氧化应激和活性氧(ROS)的释放增加与细胞凋亡的诱导有关。在这里,我们报告了黄腐酚(XN)通过hops 诱导的 ROS 介导的细胞凋亡。XN 在 1.6-25 microM 的浓度下,在 3 个人类癌细胞系(最大 O2(-)诱导的平均+/-SD EC50)中诱导超氧阴离子自由基(O2(-))的形成立即和短暂增加(3.1+/-0.8 microM),鼠巨噬细胞(EC50=4.0+/-0.3 microM)和 BPH-1 良性前列腺增生细胞(EC50=4.3+/-0.1 microM),这一点可以通过 O2(-)特异性指示剂二氢乙啶证明。MitoSOX Red 染色和使用分离的鼠肝线粒体的实验(EC50=11.4+/-1.8 microM)证实线粒体是细胞内 O2(-)形成的部位。抗霉素 A 作为阳性对照(EC50=12.4+/-0.9 microM)。
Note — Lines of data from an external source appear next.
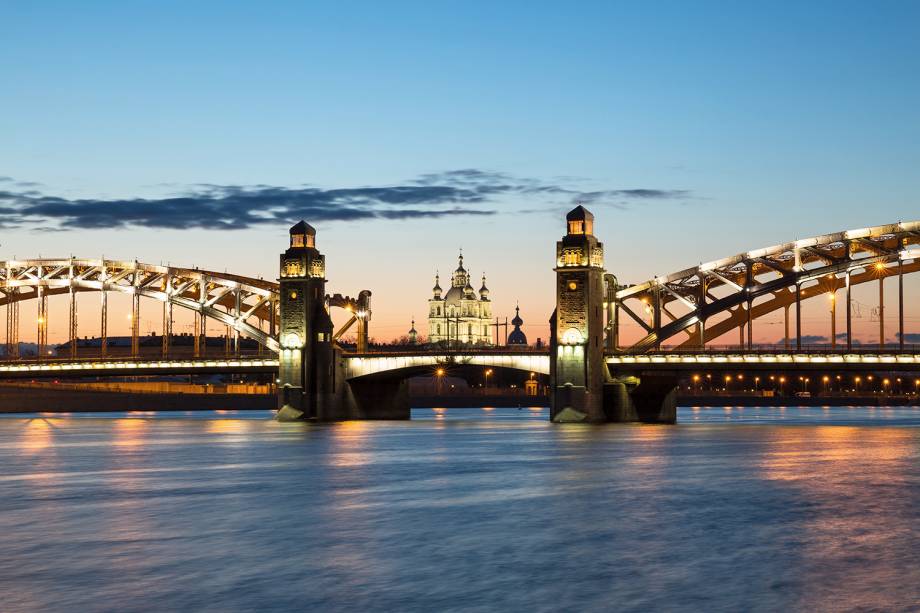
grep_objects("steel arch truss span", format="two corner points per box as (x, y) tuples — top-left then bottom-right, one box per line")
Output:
(607, 221), (920, 353)
(0, 258), (280, 353)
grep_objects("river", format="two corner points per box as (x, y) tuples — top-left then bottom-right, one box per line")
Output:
(0, 408), (920, 611)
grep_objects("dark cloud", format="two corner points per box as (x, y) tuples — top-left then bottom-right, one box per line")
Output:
(0, 168), (690, 230)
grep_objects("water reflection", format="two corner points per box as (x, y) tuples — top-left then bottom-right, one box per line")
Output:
(0, 407), (920, 611)
(761, 426), (920, 610)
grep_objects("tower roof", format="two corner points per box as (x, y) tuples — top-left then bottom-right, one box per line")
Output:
(289, 219), (316, 236)
(511, 306), (524, 326)
(565, 204), (594, 221)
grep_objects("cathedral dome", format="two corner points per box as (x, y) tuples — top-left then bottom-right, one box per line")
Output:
(444, 285), (463, 305)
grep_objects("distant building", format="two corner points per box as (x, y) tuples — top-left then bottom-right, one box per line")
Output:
(428, 253), (492, 345)
(508, 305), (527, 346)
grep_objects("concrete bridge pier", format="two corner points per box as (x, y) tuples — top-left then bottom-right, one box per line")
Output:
(604, 375), (677, 424)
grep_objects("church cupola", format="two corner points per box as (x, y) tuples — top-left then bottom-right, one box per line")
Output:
(450, 251), (470, 288)
(289, 220), (316, 249)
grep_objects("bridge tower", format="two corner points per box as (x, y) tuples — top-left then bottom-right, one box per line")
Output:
(277, 221), (335, 421)
(550, 205), (607, 422)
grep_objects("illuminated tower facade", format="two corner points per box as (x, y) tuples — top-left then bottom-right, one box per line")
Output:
(278, 221), (334, 419)
(550, 205), (607, 422)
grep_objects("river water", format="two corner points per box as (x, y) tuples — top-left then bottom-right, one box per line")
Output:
(0, 408), (920, 611)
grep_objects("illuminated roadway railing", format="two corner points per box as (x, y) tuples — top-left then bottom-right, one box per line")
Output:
(0, 358), (278, 378)
(345, 349), (549, 379)
(606, 352), (920, 370)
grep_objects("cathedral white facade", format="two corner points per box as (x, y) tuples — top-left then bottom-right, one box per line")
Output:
(428, 253), (492, 345)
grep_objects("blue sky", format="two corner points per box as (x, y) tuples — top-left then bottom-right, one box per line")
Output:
(0, 0), (920, 337)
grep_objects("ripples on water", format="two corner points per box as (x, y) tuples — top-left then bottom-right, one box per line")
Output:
(0, 408), (920, 611)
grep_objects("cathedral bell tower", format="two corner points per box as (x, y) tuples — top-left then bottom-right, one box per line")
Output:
(550, 205), (607, 422)
(277, 221), (334, 421)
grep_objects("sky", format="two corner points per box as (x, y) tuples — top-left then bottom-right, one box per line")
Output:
(0, 0), (920, 341)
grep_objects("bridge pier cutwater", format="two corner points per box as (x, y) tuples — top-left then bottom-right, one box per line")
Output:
(550, 206), (678, 423)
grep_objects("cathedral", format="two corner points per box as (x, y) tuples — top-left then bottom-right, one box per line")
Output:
(428, 253), (492, 345)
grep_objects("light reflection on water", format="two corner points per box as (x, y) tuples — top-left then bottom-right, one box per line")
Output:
(0, 407), (920, 611)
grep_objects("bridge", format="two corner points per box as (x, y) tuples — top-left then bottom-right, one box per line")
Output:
(0, 206), (920, 423)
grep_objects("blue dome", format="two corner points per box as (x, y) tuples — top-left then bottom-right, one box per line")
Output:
(508, 328), (527, 345)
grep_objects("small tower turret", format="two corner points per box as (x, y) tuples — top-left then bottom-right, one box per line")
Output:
(508, 305), (527, 346)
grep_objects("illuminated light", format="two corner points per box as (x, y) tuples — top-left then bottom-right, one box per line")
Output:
(562, 328), (582, 345)
(284, 332), (303, 349)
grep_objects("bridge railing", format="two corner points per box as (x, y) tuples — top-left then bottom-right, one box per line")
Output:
(613, 343), (920, 355)
(343, 345), (549, 357)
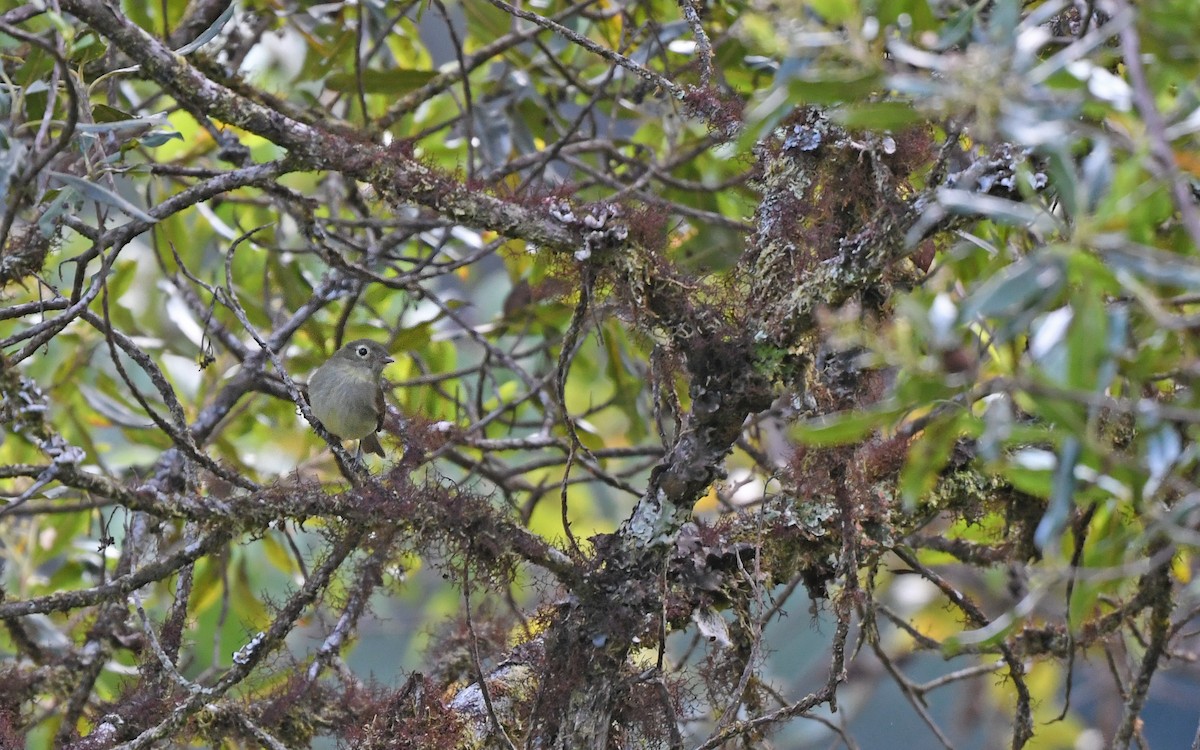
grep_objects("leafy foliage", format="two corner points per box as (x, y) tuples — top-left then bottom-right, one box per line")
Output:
(0, 0), (1200, 750)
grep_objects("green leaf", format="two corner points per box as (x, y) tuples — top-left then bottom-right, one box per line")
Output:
(787, 71), (883, 104)
(959, 252), (1066, 325)
(830, 102), (924, 131)
(49, 172), (158, 223)
(325, 68), (438, 95)
(794, 408), (899, 446)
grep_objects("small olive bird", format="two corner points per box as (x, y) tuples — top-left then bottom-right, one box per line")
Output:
(308, 338), (395, 461)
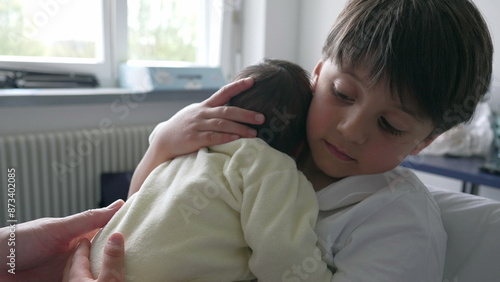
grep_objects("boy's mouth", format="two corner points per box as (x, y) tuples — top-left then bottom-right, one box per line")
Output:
(325, 140), (355, 161)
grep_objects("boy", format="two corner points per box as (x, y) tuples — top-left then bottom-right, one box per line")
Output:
(90, 60), (332, 281)
(128, 0), (493, 281)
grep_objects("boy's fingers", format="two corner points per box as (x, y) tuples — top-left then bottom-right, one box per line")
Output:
(206, 106), (265, 124)
(98, 233), (125, 282)
(200, 118), (257, 139)
(202, 78), (254, 107)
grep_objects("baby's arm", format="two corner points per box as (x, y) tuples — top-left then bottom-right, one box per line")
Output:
(128, 79), (264, 197)
(237, 143), (332, 282)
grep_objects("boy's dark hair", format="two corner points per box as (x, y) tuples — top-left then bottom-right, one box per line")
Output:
(323, 0), (493, 134)
(228, 59), (312, 157)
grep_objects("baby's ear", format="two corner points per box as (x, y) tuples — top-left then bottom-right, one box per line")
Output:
(410, 134), (440, 156)
(311, 60), (323, 92)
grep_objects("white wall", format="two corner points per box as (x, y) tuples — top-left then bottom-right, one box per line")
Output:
(294, 0), (500, 107)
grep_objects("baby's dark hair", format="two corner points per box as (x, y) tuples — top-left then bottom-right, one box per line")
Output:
(228, 59), (312, 157)
(323, 0), (493, 134)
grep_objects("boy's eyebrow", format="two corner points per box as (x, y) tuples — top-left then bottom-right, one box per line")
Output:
(397, 103), (424, 121)
(342, 70), (370, 88)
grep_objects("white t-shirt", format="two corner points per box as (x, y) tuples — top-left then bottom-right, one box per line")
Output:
(316, 168), (447, 282)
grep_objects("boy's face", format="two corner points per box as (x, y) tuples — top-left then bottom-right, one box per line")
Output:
(307, 60), (435, 178)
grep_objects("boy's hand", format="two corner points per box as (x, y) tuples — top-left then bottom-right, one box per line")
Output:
(151, 78), (264, 158)
(128, 78), (264, 197)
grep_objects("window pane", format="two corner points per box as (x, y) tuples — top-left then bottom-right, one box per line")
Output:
(127, 0), (221, 64)
(0, 0), (103, 60)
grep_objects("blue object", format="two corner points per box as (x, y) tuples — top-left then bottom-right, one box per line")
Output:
(119, 64), (226, 91)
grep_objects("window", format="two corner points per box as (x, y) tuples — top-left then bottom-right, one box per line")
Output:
(0, 0), (231, 87)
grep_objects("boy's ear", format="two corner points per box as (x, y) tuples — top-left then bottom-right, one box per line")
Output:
(311, 60), (323, 91)
(410, 134), (440, 156)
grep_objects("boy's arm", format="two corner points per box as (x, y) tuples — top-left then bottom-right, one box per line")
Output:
(128, 78), (264, 197)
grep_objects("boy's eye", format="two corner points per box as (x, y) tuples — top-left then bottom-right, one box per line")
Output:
(332, 86), (353, 102)
(379, 117), (404, 136)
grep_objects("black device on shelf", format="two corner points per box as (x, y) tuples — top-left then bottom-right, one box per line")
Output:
(0, 69), (99, 88)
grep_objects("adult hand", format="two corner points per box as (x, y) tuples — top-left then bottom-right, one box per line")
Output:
(63, 233), (125, 282)
(0, 200), (123, 282)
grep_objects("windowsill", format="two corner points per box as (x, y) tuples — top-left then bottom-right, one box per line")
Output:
(0, 88), (217, 107)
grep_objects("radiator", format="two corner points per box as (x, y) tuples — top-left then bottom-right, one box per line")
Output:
(0, 125), (154, 226)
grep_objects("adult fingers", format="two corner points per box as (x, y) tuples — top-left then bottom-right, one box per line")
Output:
(57, 200), (124, 241)
(98, 233), (125, 282)
(63, 239), (93, 282)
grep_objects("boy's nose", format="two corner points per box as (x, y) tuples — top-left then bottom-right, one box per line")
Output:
(337, 112), (368, 145)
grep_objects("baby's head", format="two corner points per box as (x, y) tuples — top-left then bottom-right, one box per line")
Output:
(229, 59), (312, 157)
(323, 0), (493, 135)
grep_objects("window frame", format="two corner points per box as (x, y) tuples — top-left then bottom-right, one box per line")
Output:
(0, 0), (231, 88)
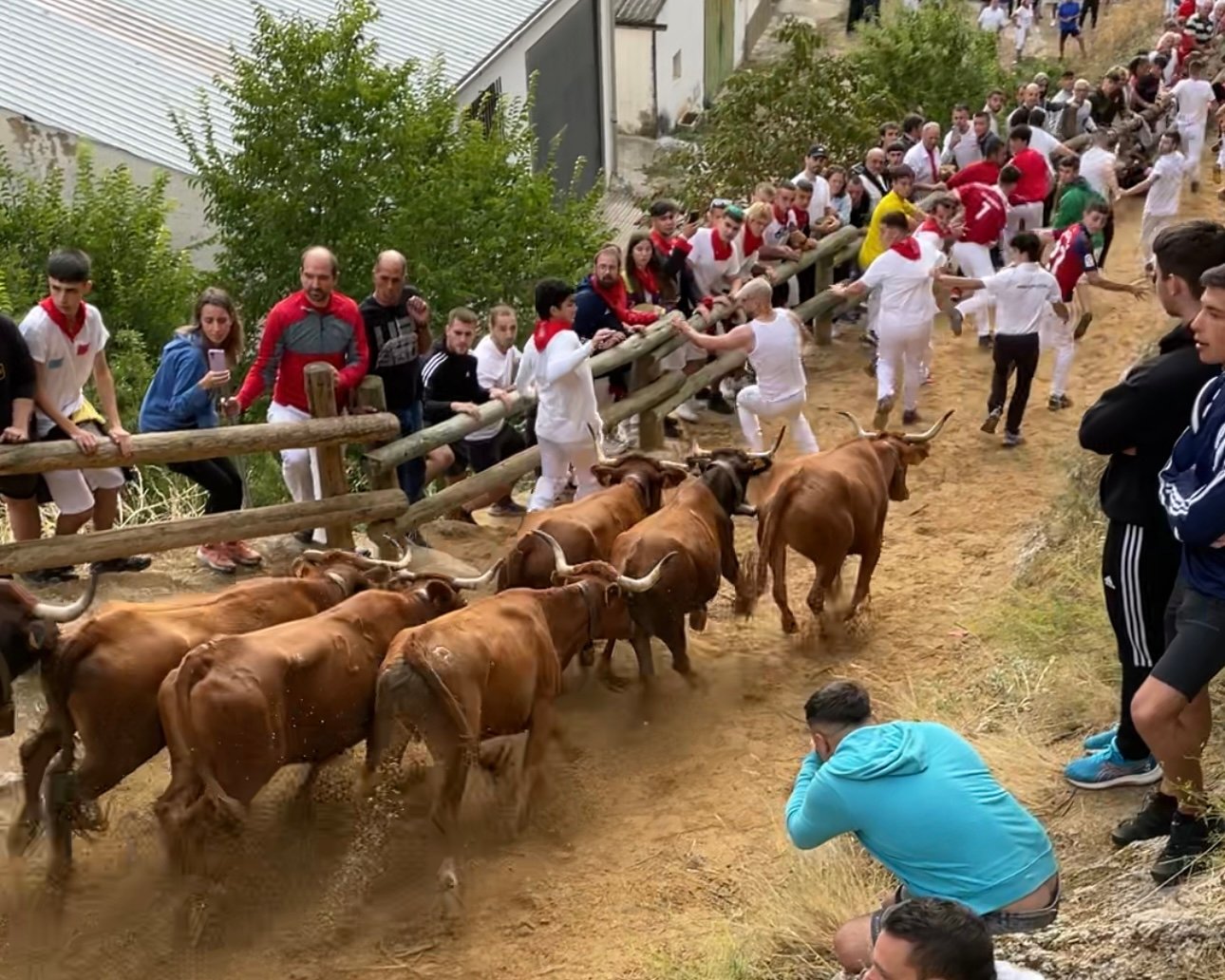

XN 介导的 O2(-)释放在含有非功能线粒体的 BPH-1 rho(0)细胞中显著降低(EC50>25 microM),并且通过用维生素 C、N-乙酰半胱氨酸(NAC)或超氧化物歧化酶模拟物 MnTMPyP 处理 BPH-1 细胞。此外,我们还证明了在 6 小时内氧化型谷胱甘肽迅速增加了 15%,并且总巯基耗竭呈剂量依赖性(IC50=24.3+/-11 microM)。XN 在牛心亚线粒体颗粒中对呼吸链复合物 I-III 的抑制作用较弱,但电子从复合物 I 和 II 到复合物 III 的通量在 BPH-1 细胞中受到显著抑制,IC50 值分别为 28.1 +/- 2.4 和 24.4 +/- 5.2 microM。XN 在 12.5 至 50 microM 浓度下可在 15 分钟内显著降低细胞内 ATP 水平(IC50=26.7+/-3.7 microM)。同时,XN 处理导致线粒体膜电位迅速崩溃和细胞色素 c 的释放,从而诱导细胞凋亡。XN 介导的 BPH-1 细胞的细胞毒性的 IC50 值在预先或同时与 2 mM NAC 和 50 microM MnTMPyP 孵育的各个步骤中从 6.7 +/- 0.2 增加到 12.2 +/- 0.1 和 41.4 +/- 7.6 microM,这证实了 XN 诱导的 O2(-)作为诱导细胞凋亡的必要触发因素。总之,我们已经确定线粒体是 XN 作用的新型细胞靶标,导致 O2(-*)产生增加、细胞氧化还原平衡和线粒体完整性破坏以及随后的细胞凋亡。